Bill’s lips turned down in disappointment, but with a
curious flip of vertigo, the world flashed blue and he was back a second in time, watching Peri roll away instead of reach for her knife. An instant of red coated his vision, and time meshed.
“Did you see that?” Jen exclaimed, her perfume strong as she leaned between them for a better look. “She hop-skipped to keep her knife!”
“Don’t shoot her!” Bill exclaimed when Latisha readied her rifle. Eyes glued to the pair, he watched Peri score on Michael before the man backed off, reassessing the threat and the bloody line she’d scratched into him in warning. Peri was darting glances into the night, looking for them, knowing Michael wouldn’t be here alone.
“I thought you said whoever resorted to drafting first was the poorer agent,” Jen said, and he waved his hand impatiently for her to shut up so he could hear them.
“That hop-skip was tactical, not escape based.”
Peri and Michael were circling, making Bill breathless. Watching her work had always been a pleasure. “You walk away. I walk away,” Peri said, voice small through Michael’s mic. “No one dies.”
Michael was grinning, an almost childlike anticipation on him as he misjudged his own worth. He wouldn’t understand until he was choking on his own blood, laughing probably, at the rare occurrence of being wrong, his ego greater than his true capabilities. But as Michael was truly gifted, he could be excused. Bill never should have brought him into the program, but drafters were so rare, even a psychotic one was useful.
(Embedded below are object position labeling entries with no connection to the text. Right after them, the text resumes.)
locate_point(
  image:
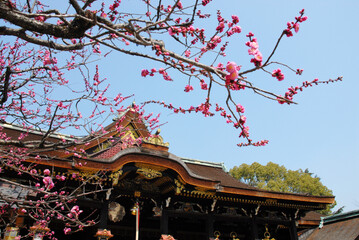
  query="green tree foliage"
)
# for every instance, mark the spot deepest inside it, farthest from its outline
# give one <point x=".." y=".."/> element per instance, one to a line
<point x="274" y="177"/>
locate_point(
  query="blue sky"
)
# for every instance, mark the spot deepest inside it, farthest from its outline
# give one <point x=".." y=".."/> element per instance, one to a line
<point x="321" y="133"/>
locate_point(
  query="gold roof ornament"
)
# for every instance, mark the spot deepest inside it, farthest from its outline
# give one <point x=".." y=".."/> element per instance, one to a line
<point x="156" y="139"/>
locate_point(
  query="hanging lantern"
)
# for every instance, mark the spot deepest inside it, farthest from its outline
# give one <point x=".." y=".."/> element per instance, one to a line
<point x="103" y="234"/>
<point x="217" y="234"/>
<point x="134" y="209"/>
<point x="233" y="235"/>
<point x="11" y="233"/>
<point x="267" y="235"/>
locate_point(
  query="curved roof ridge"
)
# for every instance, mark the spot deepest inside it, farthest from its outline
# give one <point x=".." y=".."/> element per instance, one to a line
<point x="204" y="163"/>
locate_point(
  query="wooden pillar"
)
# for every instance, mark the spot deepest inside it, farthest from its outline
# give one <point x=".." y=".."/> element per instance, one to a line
<point x="209" y="226"/>
<point x="164" y="222"/>
<point x="293" y="230"/>
<point x="254" y="228"/>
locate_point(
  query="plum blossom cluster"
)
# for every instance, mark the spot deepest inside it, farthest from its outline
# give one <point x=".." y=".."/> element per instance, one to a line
<point x="295" y="25"/>
<point x="254" y="50"/>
“Right,” Michael said, giving away his intention a fateful second before attacking.
She was ready, blocking his front kick with her palm, blocking his straight punch with her scarf, then using it to tangle his next spin kick and yank him off balance. Pride warmed Bill. She was keeping her distance as she looked for another way out. She didn’t like to kill, avoided it when she could, called it a failure when she was forced to.
Still tangled, she gave him a shove and he fell on the ice, not rolling fast enough to entirely evade her jab to his thorax. It caught him on his cheek, and she spun to her feet before he could get a grip on her.